If we had everything we have now about online search and being able to reference data stores, Newton and Leibniz for example, invented Calculus in the same period in different locations, and if we had all sources we have now, that wouldn’t have happened because we would have been up on everyone’s developments. So it’s like going to you and saying, I guess people are going to use that technology to leap frog developments. Instead of just getting news quickly people are going to say, “oh, there’s a new development in nanotechnology, which enables me to go green technology, which enables me to go boom boom.” So instead of developing something over 20 years in a company, that will happen in 20 minutes flat. So I think that access to development will accelerate all sorts of innovation. Because the true innovation which emerges from nothing, all innovation is built on particles and pieces of previous thoughts, so now that we have all those previous thoughts there, it’s going to accelerate that.

Another thing, I think people are really going to mash up and combine are different technologies that seem at variance to each other. So I saw recently that somebody had connected different pieces of technology on an iPhone to do surgical, non-invasive surgery and they were doing it through the iPhone, and the iPhone was never designed for surgery, but they were doing it, they rigged this thing and they had an endoscope and they, so we’re going to see combinations, like that speaker phones there, if I was McGiver, I could rig it to blow up the building.

WILL YOU BE A MCGYVER?  I think we’re all going to become McGyvers in the future, and we’re not going to become McGyvers because we’re using bubble gum, but we’re taking an intelligent pen and eraser, and saying talk to each other.

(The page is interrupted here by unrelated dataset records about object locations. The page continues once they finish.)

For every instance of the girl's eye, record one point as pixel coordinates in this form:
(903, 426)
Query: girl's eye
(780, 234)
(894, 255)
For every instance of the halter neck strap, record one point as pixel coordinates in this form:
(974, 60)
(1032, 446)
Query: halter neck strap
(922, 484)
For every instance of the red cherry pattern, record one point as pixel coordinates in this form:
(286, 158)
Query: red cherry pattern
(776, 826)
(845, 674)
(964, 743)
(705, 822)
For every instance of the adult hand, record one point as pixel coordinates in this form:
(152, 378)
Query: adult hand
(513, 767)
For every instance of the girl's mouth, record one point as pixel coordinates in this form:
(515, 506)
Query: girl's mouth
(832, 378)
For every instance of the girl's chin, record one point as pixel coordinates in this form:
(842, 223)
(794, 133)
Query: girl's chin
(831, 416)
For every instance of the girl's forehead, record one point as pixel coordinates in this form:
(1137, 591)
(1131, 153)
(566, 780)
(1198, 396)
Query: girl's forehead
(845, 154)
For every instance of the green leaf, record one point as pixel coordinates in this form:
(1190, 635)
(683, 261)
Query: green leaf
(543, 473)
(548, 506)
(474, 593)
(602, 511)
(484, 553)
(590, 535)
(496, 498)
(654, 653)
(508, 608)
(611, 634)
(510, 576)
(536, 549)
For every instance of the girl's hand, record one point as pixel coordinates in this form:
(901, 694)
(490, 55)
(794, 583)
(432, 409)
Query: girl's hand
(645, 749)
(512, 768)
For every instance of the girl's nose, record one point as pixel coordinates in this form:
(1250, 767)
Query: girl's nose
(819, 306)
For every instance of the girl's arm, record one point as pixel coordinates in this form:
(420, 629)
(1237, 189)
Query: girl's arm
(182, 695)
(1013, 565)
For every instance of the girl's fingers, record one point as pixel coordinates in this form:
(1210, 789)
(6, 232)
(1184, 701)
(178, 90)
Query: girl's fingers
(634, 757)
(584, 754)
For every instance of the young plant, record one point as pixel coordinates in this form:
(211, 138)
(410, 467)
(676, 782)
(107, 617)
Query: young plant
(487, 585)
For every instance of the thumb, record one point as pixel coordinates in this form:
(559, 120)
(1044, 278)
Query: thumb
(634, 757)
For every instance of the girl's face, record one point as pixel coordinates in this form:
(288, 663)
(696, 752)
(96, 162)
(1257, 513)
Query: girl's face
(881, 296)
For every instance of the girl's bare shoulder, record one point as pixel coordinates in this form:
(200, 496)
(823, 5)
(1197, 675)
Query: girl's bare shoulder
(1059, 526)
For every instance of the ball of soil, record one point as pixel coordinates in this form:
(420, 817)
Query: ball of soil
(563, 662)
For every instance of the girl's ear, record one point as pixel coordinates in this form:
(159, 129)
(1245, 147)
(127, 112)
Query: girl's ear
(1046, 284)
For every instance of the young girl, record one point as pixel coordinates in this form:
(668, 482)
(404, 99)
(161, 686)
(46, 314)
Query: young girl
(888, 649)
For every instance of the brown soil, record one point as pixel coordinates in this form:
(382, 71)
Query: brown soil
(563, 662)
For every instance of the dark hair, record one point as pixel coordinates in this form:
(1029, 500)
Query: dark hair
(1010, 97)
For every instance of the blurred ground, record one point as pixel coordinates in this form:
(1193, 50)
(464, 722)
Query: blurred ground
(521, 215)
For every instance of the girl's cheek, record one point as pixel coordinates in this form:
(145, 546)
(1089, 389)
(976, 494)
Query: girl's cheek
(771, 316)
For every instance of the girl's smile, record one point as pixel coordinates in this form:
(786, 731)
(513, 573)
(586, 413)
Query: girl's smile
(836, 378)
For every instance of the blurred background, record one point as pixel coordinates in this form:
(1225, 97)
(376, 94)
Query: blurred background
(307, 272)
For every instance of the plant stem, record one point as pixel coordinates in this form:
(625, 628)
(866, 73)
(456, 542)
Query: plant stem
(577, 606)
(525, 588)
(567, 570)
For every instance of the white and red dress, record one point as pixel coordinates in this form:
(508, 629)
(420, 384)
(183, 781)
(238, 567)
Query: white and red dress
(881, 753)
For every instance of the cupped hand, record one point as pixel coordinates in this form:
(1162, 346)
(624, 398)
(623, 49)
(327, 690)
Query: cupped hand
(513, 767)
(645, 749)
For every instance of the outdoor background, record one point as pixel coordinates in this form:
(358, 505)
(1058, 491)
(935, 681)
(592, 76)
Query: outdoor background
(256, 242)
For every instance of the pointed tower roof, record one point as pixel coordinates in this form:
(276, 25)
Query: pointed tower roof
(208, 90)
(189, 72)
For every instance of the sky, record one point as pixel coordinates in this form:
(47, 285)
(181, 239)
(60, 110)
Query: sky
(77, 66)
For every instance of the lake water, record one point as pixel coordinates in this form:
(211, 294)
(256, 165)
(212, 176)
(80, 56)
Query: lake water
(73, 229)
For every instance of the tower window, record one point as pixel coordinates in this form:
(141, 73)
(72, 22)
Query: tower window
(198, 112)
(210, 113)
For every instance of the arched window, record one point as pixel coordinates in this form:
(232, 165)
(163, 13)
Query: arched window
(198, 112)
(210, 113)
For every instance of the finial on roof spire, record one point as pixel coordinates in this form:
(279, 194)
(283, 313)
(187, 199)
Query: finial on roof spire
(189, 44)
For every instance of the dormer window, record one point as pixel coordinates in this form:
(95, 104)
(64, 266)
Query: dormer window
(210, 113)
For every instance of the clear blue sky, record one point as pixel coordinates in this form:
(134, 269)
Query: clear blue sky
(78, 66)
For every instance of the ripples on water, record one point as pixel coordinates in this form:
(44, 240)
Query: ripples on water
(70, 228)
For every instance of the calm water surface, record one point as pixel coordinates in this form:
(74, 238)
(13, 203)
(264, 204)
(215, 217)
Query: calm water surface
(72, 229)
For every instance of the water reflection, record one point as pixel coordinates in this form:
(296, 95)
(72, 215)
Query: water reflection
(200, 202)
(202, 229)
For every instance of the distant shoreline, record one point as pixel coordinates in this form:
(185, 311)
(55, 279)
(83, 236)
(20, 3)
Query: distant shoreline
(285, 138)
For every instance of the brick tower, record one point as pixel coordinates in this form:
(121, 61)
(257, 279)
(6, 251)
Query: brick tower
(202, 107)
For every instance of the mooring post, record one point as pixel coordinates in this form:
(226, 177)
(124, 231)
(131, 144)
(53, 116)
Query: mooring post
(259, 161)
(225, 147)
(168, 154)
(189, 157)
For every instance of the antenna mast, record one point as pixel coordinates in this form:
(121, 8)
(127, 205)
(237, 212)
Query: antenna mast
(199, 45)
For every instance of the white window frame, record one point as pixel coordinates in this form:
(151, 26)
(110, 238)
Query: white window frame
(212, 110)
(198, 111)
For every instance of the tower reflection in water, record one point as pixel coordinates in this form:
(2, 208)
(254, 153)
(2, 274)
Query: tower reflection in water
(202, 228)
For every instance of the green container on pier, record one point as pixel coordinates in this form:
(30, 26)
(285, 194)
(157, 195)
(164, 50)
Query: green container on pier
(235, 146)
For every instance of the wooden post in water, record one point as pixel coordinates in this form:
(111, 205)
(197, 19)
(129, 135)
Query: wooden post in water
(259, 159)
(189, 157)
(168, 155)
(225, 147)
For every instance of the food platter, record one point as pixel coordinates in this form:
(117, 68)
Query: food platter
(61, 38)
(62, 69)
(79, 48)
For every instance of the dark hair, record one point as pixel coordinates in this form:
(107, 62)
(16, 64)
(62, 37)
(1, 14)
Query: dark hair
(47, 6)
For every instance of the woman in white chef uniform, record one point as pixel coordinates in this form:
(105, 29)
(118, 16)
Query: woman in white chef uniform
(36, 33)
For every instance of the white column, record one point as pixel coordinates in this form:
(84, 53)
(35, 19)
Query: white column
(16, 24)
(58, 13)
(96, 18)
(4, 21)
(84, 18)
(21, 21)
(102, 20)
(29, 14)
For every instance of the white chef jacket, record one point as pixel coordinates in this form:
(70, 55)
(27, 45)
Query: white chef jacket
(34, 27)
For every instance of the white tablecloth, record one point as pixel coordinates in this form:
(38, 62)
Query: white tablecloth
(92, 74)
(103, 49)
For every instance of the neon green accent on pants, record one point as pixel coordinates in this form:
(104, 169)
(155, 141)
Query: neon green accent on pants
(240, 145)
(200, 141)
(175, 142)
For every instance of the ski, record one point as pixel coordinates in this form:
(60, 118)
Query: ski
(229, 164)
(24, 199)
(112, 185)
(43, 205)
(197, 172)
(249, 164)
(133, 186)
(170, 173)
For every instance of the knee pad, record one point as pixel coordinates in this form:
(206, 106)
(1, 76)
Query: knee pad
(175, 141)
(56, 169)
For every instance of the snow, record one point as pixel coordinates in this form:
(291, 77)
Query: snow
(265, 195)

Figure something out and come up with paper that can be written on and erased like, and so the way we put things together is going to be innovative, not necessarily the things themselves. Another example is that there were some kids recently and they got with their teacher with a balloon, a camera and a bunch of other stuff that’s readily available at Toys R Us, like a remote control car and they built, in a week, they built this thing with off the shelf stuff, and this teacher was just a 4th grade teacher, not a math genius, they built this balloon that could float up into the atmosphere and take pictures of the earth from space. And then the balloon popped and it floated back down on a parachute, and there were pictures of space and the same backyard. So it’s being able to put things together like that.

So I think the combinations of things, of assuming that there’s a low bandwidth cloud that everything can talk to each other. I think that’s going to be present. So in the future, you’re going to wonder why the heck there’s a recorder sitting on the table, why isn’t it uploaded to the cloud, like, “why was it, what was the problem?”